# csi accumulator delete?



## ooberrabbit (Sep 29, 2006)

wondering if there wll be any issues deleting my fuel accumulator on my rabbit 1.8l 8v cis. the diaphrams keep leaking inside and seep out the back.


----------



## WaterWheels (Aug 14, 2005)

Short answer of course is to do a search as this has been covered a few times. Long and correct answer is that it has been done by some people with no probles according to them. The accumulator does have some jobs and it is best to keep it, but I do understand being as it costs so much. One important job is to maintain pressure in the system when the engine is shut off. This residual pressure helps a lot in countering heat soak which causes vapour lock. It also acts as a buffer for any spikes in the fuel pressure, like the sudden surge on start-up.


----------



## ABA Scirocco (May 30, 2001)

I've done it on a couple of my cars, if your fuel system has a good check valve and if there are are no minor leaks anywhere, it works out fine. But even the most minor of leaks, by minor I mean leaks that don't even drip just dampen a spot, can cause hot starting issues in warm weather.


----------



## ooberrabbit (Sep 29, 2006)

the reason i want to get rid of it is because it leaks and they are expensive. thanks for the info.


----------



## Glegor (Mar 31, 2008)

ooberrabbit said:


> the reason i want to get rid of it is because it leaks and they are expensive. thanks for the info.

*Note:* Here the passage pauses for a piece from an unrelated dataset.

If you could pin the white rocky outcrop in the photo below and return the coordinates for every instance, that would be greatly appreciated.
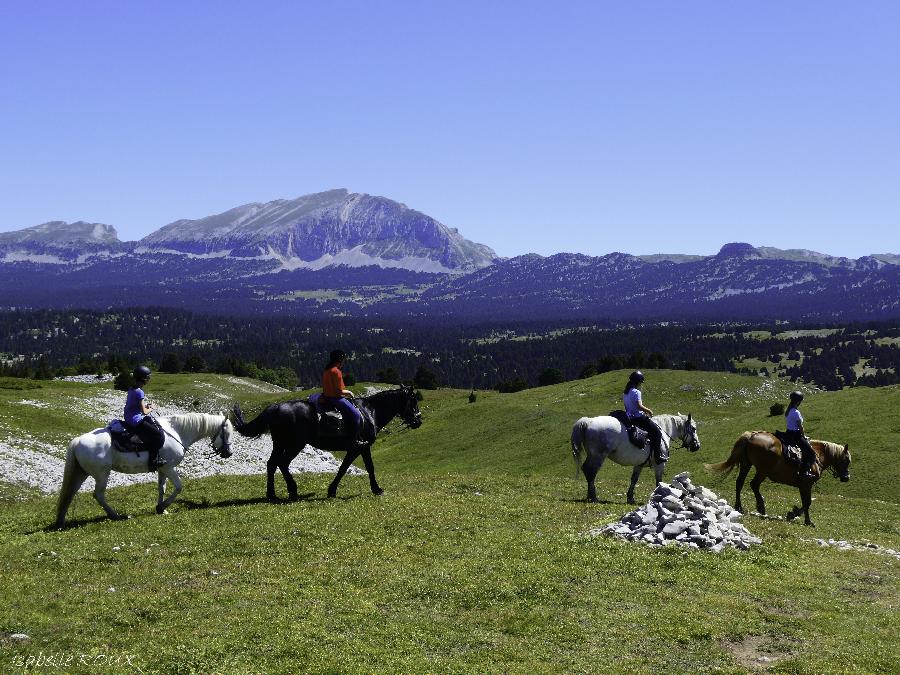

$90 or under. the one for my GTI was 75 bucks..


----------



## bubba_vw (Dec 3, 2008)

i have a little problem with mine 86 when its hot starts and i have no leaks


----------



## WaterWheels (Aug 14, 2005)

The accumulator is not the "only" thing which can cause hot starting problems, just one of them. Automatic transmission models have their own hot start issues too. *Anywhere*, injectors, cold start valve, fuel lines and connections, seal under the fuel distributor, etc. where the residual pressure is allowed to escape can lead to heat soak and thus hot start start problems. Even a bad state of tune or worn parts like ignition items can lead to the same thing. So if you have any issues with hot starts, you should start by doing a fuel pressure test and go from there.


----------



## ds1919 (Oct 13, 2004)

you can risk damaging the fuel distributor components w/o the accumulator from the surge from the pump. Especially if you do have a small leak....


----------



## ajrn (Dec 14, 2005)

Where do you get the banjo fitting to delete the accumulator?? My fuel pump/accumulator were thrown out by a "well meaning" (cough) step child of mine. 

The fuel line that RUNS to the accumulator is a $100 piece now.. I'd hate to cut that puppy, but the accumulator is even more expensive than that!


----------